Asuman Susam, Başka hayvanlar ve canavarlar, Birikim Dergisi, sayı 376, Ağustos 2020
Vakit kaldıkça. kadıysa, mikro atak.
bir de ben bir su varlığıydım. hatırlıyorum, karaya
yakın yerde, suyun karayla birleştiği çizgi benim
göz hizamdaydı ve su akardı, ve karada ev, yol ve ağaç
vardılar. Ev sudan yeni çıkıp kıyısına konmuş gibi
dururdu. Ben sudan bakardım. (Sandalcı, 25)

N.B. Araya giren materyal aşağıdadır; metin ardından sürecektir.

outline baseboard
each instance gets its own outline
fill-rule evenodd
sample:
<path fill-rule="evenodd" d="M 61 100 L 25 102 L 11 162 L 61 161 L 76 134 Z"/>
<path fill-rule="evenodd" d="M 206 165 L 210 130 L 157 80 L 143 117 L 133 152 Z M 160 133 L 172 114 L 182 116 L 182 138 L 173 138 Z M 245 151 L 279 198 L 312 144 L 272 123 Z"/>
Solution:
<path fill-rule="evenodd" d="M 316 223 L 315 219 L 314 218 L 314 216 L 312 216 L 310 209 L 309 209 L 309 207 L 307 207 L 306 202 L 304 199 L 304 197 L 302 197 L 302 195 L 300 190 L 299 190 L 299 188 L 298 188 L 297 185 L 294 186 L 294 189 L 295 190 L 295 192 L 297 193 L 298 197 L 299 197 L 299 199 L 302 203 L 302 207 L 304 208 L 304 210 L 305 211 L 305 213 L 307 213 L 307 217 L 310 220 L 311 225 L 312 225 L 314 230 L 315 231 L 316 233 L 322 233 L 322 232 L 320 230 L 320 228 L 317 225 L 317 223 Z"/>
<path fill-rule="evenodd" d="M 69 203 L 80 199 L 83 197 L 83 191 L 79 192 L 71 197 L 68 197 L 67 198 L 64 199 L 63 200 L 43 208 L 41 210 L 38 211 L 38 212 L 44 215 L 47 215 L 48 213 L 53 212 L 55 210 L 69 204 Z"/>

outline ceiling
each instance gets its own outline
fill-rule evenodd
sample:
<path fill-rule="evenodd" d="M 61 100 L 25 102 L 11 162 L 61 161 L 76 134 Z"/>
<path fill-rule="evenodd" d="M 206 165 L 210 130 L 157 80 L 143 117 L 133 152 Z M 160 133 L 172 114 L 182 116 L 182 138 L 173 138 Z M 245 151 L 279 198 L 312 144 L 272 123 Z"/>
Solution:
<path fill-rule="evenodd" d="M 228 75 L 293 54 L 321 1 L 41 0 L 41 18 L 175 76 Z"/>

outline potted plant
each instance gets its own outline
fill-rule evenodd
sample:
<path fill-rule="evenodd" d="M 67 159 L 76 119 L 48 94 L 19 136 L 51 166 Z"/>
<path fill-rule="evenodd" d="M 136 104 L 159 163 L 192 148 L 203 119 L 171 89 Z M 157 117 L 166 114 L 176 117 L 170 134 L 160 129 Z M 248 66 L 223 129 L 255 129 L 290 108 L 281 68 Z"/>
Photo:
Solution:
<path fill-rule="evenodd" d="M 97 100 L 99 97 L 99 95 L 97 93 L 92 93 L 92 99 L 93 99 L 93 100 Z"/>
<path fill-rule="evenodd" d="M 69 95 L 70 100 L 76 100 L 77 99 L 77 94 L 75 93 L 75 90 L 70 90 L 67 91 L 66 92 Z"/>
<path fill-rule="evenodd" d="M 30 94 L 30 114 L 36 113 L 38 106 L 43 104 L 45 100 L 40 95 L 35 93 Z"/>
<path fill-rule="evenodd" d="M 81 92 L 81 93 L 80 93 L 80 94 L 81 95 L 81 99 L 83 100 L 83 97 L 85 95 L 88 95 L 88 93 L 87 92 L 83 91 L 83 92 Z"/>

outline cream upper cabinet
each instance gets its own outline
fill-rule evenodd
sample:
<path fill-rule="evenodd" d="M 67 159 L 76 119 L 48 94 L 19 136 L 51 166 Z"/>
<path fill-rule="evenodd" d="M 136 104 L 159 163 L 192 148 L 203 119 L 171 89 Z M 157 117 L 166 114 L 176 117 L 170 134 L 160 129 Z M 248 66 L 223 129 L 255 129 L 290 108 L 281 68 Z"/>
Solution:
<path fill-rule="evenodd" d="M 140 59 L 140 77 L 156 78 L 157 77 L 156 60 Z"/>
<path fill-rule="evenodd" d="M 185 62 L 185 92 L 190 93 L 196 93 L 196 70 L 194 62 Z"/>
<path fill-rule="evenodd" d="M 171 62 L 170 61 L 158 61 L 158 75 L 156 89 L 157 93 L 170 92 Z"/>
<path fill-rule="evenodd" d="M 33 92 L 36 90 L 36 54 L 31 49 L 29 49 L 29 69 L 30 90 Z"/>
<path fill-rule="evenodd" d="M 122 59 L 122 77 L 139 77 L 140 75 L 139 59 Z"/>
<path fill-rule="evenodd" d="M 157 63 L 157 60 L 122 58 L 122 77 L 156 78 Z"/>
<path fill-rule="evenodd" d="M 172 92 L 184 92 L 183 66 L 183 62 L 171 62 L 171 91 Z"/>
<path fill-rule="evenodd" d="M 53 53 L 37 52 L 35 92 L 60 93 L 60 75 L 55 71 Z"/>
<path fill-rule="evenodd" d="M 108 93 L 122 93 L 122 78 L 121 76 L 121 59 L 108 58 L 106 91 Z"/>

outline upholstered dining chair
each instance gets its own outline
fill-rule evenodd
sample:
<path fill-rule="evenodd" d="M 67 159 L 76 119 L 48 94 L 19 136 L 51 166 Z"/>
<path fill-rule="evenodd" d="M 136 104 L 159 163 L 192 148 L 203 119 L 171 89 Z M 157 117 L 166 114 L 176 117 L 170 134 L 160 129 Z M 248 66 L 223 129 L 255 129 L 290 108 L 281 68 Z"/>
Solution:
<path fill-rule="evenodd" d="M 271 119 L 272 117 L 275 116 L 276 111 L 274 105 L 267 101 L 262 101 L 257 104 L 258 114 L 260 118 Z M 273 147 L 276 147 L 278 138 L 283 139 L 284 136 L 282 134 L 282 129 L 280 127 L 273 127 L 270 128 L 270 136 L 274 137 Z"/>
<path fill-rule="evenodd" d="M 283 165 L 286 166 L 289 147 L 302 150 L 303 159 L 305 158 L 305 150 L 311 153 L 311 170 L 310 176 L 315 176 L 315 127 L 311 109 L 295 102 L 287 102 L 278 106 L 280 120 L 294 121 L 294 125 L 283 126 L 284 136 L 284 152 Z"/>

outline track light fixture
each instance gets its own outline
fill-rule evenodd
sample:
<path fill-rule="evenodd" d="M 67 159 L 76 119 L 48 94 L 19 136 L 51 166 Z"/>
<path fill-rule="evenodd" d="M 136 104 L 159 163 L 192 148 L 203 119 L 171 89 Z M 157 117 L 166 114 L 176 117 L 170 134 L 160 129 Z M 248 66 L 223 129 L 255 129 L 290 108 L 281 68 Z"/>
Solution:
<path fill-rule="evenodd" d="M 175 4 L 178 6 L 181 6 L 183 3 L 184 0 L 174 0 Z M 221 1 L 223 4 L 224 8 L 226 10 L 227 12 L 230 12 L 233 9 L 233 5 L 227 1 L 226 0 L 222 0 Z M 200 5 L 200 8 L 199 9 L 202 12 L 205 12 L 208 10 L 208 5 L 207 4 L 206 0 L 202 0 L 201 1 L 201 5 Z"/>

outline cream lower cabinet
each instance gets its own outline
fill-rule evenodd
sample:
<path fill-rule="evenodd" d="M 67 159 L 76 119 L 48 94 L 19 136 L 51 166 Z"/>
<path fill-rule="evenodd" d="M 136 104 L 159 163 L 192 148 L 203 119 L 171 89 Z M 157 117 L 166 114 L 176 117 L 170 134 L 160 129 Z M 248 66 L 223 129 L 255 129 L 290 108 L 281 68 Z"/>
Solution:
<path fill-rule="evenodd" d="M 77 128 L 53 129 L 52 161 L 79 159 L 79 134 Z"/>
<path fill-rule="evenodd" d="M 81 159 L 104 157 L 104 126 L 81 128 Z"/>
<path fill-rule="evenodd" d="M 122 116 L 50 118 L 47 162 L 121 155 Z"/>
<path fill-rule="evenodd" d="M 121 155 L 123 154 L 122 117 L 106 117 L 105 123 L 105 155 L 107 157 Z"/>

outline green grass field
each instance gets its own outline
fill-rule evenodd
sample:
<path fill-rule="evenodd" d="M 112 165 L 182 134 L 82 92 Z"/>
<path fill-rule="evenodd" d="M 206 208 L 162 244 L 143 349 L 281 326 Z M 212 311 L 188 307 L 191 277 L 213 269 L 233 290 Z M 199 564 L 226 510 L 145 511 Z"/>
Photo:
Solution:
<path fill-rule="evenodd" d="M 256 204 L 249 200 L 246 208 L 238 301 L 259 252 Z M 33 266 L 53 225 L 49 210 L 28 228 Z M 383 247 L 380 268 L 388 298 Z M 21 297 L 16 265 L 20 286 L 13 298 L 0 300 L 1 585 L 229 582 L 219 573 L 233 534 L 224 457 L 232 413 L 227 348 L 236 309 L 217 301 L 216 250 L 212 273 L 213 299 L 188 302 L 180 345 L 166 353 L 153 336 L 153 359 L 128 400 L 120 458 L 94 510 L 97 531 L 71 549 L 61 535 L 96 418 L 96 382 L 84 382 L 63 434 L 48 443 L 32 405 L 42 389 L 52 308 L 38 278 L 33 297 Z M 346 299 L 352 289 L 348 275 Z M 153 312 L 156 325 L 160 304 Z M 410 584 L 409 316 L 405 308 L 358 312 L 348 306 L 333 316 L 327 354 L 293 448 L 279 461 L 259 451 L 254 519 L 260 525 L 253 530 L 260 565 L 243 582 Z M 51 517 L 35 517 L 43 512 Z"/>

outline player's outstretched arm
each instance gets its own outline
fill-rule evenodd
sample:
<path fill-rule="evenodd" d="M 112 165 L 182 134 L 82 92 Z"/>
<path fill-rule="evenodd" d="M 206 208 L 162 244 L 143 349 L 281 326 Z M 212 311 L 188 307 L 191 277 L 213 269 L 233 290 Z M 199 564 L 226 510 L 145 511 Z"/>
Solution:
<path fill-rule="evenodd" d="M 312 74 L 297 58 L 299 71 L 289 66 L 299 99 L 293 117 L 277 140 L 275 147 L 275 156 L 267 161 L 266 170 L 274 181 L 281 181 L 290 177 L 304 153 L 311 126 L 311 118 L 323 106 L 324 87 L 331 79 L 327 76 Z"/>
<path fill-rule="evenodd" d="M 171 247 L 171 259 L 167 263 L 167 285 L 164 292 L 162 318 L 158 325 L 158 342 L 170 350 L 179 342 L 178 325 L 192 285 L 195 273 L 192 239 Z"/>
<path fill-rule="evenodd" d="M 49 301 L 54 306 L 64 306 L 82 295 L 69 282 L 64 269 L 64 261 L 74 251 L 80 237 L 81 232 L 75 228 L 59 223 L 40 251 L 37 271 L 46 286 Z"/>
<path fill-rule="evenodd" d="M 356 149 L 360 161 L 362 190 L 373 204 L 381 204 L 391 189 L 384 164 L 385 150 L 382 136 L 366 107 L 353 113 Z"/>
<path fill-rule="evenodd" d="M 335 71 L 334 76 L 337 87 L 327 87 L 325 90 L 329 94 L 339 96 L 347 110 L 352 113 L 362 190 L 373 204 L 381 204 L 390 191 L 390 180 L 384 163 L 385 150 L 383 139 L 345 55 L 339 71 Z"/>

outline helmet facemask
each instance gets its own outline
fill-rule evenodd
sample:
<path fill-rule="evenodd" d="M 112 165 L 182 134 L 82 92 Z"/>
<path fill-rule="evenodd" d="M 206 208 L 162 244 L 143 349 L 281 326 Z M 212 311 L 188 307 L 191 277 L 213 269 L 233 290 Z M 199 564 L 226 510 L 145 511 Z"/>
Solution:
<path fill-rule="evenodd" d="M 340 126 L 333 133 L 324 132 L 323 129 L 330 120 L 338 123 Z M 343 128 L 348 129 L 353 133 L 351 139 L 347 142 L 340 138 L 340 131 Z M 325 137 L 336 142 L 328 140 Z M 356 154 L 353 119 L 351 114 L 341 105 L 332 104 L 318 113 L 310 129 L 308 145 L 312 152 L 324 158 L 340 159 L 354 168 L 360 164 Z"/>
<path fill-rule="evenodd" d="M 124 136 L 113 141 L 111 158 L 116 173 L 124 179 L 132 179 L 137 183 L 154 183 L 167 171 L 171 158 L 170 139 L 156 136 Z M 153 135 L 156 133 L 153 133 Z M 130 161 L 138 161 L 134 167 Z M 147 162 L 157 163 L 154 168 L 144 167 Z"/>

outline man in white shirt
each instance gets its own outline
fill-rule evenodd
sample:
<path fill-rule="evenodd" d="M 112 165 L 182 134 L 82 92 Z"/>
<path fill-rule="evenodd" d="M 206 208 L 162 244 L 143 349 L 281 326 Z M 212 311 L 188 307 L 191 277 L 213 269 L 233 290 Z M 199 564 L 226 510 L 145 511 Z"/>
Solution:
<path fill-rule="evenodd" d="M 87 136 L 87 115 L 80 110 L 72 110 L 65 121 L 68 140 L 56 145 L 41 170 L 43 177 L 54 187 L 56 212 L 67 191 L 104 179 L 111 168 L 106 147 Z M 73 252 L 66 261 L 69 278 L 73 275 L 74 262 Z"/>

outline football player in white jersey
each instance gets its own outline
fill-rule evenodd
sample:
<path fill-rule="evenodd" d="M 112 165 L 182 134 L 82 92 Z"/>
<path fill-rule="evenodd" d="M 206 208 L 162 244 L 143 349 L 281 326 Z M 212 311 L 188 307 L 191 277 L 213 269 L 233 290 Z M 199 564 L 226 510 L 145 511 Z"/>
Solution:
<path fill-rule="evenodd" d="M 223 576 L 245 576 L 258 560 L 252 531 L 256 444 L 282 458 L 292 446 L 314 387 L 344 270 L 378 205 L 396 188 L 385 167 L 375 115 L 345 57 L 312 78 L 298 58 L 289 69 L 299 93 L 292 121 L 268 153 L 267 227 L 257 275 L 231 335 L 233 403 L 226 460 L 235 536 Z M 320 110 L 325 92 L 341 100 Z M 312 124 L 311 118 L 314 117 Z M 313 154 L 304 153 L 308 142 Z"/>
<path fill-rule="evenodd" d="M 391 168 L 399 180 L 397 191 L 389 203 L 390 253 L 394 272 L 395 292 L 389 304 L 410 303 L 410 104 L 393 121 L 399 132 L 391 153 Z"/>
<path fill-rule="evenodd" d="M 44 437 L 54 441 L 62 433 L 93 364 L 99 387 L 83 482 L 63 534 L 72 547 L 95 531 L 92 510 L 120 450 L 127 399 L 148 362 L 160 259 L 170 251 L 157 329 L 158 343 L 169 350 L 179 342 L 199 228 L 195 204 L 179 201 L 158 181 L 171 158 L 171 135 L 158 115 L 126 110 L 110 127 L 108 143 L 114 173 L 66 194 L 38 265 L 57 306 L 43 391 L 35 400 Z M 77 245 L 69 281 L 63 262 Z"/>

Aşk İçin İstediğimiz Başka Hayvanlar, daha adıyla bizi bir dizi kavramdan oluşan bir eşikte tutar: Arzu, devamlılık, canlılık üreten bir çokluk. Türe sığmayan bir form ve dil, görsel metafor kullanımı bir başkalığın içine çeker okuru. Zaman ve mekâna bağlı olaylar, kişiler bağı, tahkiye kullanımı mensur şiiri hatırlatır kimi şiirlerde. Anlatıcı öznenin şiirlerde değişmemesi hem parçalı hem birbirinin devamı bir okumaya açar kitabı. Değişen temaların birbirine çengelli oluşu da bu hissi besler. Bu, başımıza gelenleri birbirine bağlı kavramlarla anlamak için dünyayı bir ağaç gibi soymanın bir yolu olarak seçilmiştir. Türün sınırlarını zorlayan bir yan da dize algısının kimi şiirlerde bütünüyle kırılmış olmasıdır. Metni anlatı sınırlarına yaklaştıran, öyküleme-monolog-diyalog-betimleme gibi doğrudan öykü ve romana ait unsurların kullanımıyla tür sınırları bulanıklaştıran bu şiirlerde dil de Kutsal Kitap dilinden biliminkine oradan sokağa salvolarla dolanır. Ses de ritim de okuyanı alışılmışın içinden çıkartmaya yönelik işler. Cümle dizini klasik dize kuruluşuna göre daha gevşek, saçılı, sayıklamalı, sıçramalı bir dildir. Nispeten eski sözcükler, tıbbi terimler, teknolojinin dili özellikle iç içedir. Kaos her yerde demenin bir yolu olarak hem dil hem biçim bu metinlerde üzerine düşeni içerikle birlikte dengeli bir biçimde yapar. Kaligrafi, sesler, desenler, görsel malzemenin metinlerle örüntüsü, kitabın dünyanın şimdisi ve değişimi alegorisi olarak kurulduğunun somut işaretleridir. İçeriğin biçimi zorunlu olarak zorlaması, biçimden gelenin içeriği dönüştürmesi bir biçim içerik diyalektiği gibi okunmamalı ama. Bu durum birbiriyle sürekli etkileşim halinde olan unsurların birbirinin üzerine katlanması, üzerinden açılması, çözülmesi, gevşemesi, sıkılaşması, tepeler, çukurlar oluşturması ile metinden bir topografya yaratması olarak düşünülmeli.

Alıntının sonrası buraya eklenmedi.